A Note on Distributed Computing翻譯(二)

4 Local and Distributed Computing

The major differences between local and distributed computing concern the areas of latency, memory access, partial failure, and concurrency.1 The difference in latency is the most obvious, but in many ways is the least fundamental. The often overlooked differences concerning memory access, partial failure, and concurrency are far more difficult to explain away, and the differences concerning partial failure and concurrency make unifying the local and remote computing models impossible without making unacceptable compromises.

4.1 Latency

The most obvious difference between a local object invocation and the invocation of an operation on a remote (or possibly remote) object has to do with the latency of the two calls. The difference between the two is currently between four and five orders of magnitude, and given the relative rates at which processor speed and network latency speeds are changing, the difference in the future promises to be at best no better, and will likely be worse. It is this disparity in efficiency that is often seen as the essential difference between local and distributed computing.

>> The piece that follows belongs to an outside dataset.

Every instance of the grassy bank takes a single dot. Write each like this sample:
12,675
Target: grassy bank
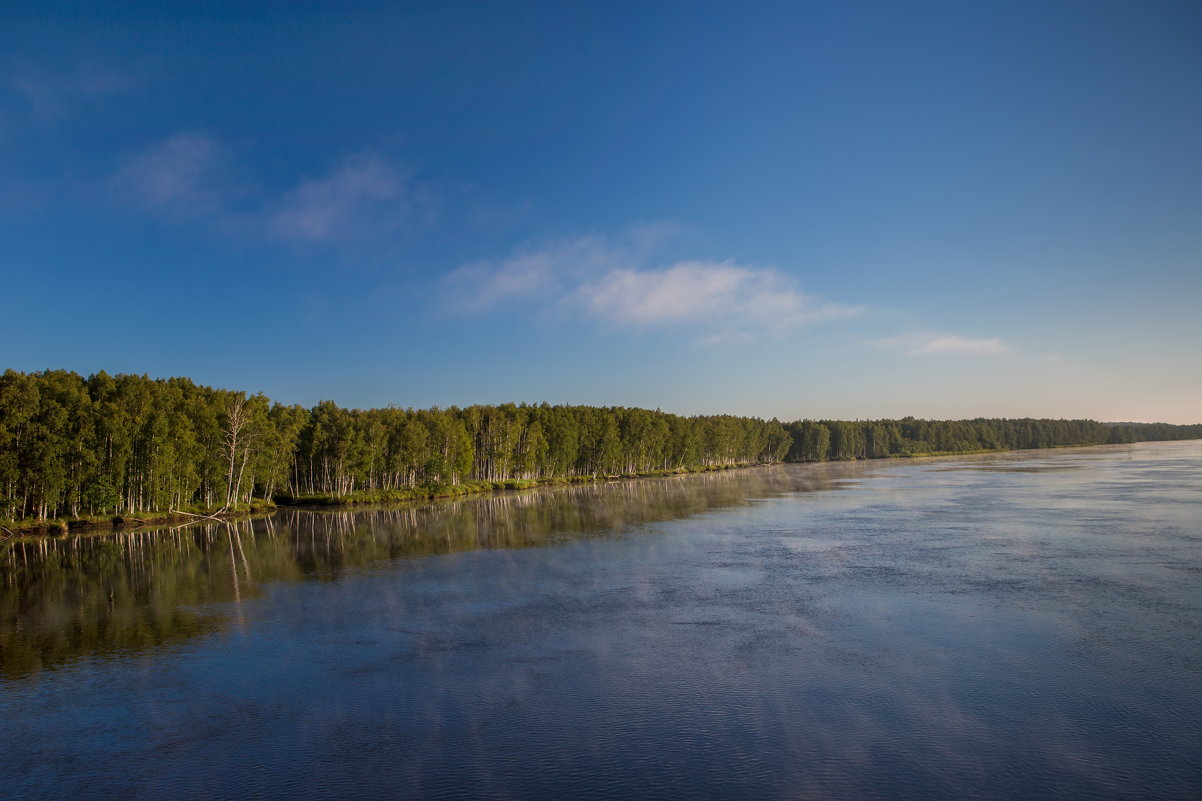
435,492
101,522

Ignoring the difference between the performance of local and remote invocations can lead to designs whose implementations are virtually assured of having performance problems because the design requires a large amount of communication between components that are in different
address spaces and on different machines. Ignoring the difference in the time it takes to make a remote object invocation and the time it takes to make a local object invocation is to ignore one of the major design areas of an application. A properly designed application will require determining, by understanding the application being designed, what objects can be made remote and what objects must be clustered together.

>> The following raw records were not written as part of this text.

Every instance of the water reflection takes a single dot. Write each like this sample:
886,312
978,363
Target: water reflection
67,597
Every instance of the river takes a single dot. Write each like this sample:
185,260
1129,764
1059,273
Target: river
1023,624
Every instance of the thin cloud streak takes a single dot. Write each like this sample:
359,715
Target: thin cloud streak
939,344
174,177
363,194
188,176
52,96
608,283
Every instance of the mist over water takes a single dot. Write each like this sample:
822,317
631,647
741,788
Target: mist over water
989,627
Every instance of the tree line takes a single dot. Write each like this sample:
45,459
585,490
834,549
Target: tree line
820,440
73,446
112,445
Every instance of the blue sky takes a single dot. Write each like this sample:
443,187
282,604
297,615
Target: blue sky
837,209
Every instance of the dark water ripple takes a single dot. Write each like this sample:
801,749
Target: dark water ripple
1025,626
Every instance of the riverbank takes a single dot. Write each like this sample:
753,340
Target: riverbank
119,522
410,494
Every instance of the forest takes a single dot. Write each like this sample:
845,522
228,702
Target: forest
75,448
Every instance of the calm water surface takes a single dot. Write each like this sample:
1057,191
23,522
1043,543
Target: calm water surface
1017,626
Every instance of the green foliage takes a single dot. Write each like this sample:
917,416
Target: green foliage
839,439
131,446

The vision outlined earlier, however, has an answer to this objection. The answer is two-pronged. The first prong is to rely on the steadily increasing speed of the underlying hardware to make the difference in latency irrelevant. This, it is often argued, is what has happened to efficiency concerns having to do with everything from high level languages to virtual memory. Designing at the cutting edge has always required that the hardware catch up before the design is efficient enough for the real world. Arguments from efficiency seem to have gone out of style in software engineering, since in the past such concerns have always been answered by speed increases in the underlying hardware.

The second prong of the reply is to admit to the need for tools that will allow one to see what the pattern of communication is between the objects that make up an application. Once such tools are available, it will be a matter of tuning to bring objects that are in constant contact to the same address space, while moving those that are in relatively infrequent contact to wherever is most convenient. Since the vision allows all objects to communicate using the same underlying mechanism, such tuning will be possible by simply altering the implementation details (such as object location) of the relevant objects. However, it is important to get the application correct first, and after that one can worry about efficiency.

Whether or not it will ever become possible to mask the efficiency difference between a local object invocation and a distributed object invocation is not answerable a priori. Fully masking the distinction would require not only advances in the technology underlying remote object invocation, but would also require changes to the general programming model used by developers.

If the only difference between local and distributed object invocations was the difference in the amount of time it took to make the call, one could strive for a future in which the two kinds of calls would be conceptually indistinguishable. Whether the technology of distributed computing has moved far enough along to allow one to plan products based on such technology would be a matter of judgement, and rational people could disagree as to the wisdom of such an approach.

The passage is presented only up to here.